问题
I'm using Tensorflow 2.0 / Keras to generate building footprints for a procedural city.
I would like to feed in a source image representing a city 'block', and have the network return the predicted building foundations.
Input / Output
I've had some success using a pix2pix-like GAN architecture, but the output would ideally be a vector image rather than a bitmap.
I've therefore been trying to implement a different model, where the input image is convolved down to a 32x32 tensor, converted to a .svg file, rendered to a canvas, and then read back in as a bitmap image.
INPUT IMAGE -> CNN -> TENSOR -> SVG -> PNG -> TENSOR -> DESCRIMINATOR
[256,256,3] -> [32,32,3] -> temp.svg -> temp.png -> [256,256,3]
Like this
I have the target image as both a bitmap and a .svg file, so it would be possible to convert the .svg directly to a representative tensor, and train the network as a seq2seq problem. However, this would ignore the spatial relationships between 2D images, rather than a 'blind' 1D sequence.
I've therefore been trying to wrap the tensor -> svg -> png -> tensor conversion inside a custom keras layer.

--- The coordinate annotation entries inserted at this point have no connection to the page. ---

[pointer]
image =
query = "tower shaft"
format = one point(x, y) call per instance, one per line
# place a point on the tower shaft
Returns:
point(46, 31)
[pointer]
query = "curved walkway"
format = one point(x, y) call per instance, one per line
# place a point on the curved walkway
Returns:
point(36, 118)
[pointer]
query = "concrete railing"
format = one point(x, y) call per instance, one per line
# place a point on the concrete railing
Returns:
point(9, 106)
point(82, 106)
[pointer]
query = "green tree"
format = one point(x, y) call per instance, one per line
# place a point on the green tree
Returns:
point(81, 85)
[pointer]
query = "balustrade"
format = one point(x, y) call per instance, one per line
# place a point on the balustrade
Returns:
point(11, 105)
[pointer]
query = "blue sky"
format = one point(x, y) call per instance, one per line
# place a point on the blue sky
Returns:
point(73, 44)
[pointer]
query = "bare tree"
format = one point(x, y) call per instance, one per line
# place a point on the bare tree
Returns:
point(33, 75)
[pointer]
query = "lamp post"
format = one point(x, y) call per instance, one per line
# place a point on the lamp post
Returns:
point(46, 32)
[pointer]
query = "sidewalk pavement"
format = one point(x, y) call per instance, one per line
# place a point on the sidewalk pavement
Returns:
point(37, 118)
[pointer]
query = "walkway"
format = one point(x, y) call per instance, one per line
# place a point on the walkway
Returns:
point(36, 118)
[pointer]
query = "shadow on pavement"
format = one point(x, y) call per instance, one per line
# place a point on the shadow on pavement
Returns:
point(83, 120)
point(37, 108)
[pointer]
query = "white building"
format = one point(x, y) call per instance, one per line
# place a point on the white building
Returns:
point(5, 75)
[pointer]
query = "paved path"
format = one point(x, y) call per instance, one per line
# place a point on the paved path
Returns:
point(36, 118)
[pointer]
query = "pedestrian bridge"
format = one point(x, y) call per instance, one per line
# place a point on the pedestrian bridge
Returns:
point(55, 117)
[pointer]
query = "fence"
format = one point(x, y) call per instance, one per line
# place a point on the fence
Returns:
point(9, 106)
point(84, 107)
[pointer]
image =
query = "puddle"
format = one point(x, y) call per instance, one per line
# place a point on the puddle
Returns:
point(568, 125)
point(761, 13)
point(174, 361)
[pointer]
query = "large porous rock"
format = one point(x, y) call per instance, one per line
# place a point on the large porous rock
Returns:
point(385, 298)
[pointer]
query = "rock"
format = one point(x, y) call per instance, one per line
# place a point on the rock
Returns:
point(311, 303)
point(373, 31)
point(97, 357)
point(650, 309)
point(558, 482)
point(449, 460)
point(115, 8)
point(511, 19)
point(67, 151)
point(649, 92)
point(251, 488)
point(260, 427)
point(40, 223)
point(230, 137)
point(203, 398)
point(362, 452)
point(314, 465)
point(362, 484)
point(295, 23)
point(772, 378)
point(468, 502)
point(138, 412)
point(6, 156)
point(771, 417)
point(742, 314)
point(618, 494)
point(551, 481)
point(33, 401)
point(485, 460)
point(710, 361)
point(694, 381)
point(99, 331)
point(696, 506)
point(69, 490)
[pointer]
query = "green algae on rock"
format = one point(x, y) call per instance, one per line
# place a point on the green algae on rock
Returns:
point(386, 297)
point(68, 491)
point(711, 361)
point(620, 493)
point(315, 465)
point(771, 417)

This is the (rather naive) code that converts a [32,32,3] tensor to a .svg file:
#converts the tensor to a 3d array, and then to an svg using svgwrite
def convert_to_svg(input_tensor):
array = input_tensor
d = svgwrite.Drawing('temp.svg', size = ('256px', '256px'), viewBox = '0 0 256 256')
for i in range(32):
first_value = array[i,0,0]
if first_value < 0:
continue
#slice only the red channel from the i line, multiply by 255
red_array = array[i,:,0]*255
#slice only the green channel, multiply by 255
green_array = array[i,:,1]*255
#combine and flatten them
combined_array = np.dstack((red_array, green_array)).flatten()
#remove the first two and last two indices of the combined array
index = [0,1,62,63]
clipped_array = np.delete(combined_array,index)
#filter array to remove values less than 0
filtered = clipped_array > 0
filtered_array = clipped_array[filtered]
#check array has an even number of values, delete the first index if it doesn't
if len(filtered_array) % 2 == 0:
print ()
else:
filtered_array = np.delete(filtered_array,0)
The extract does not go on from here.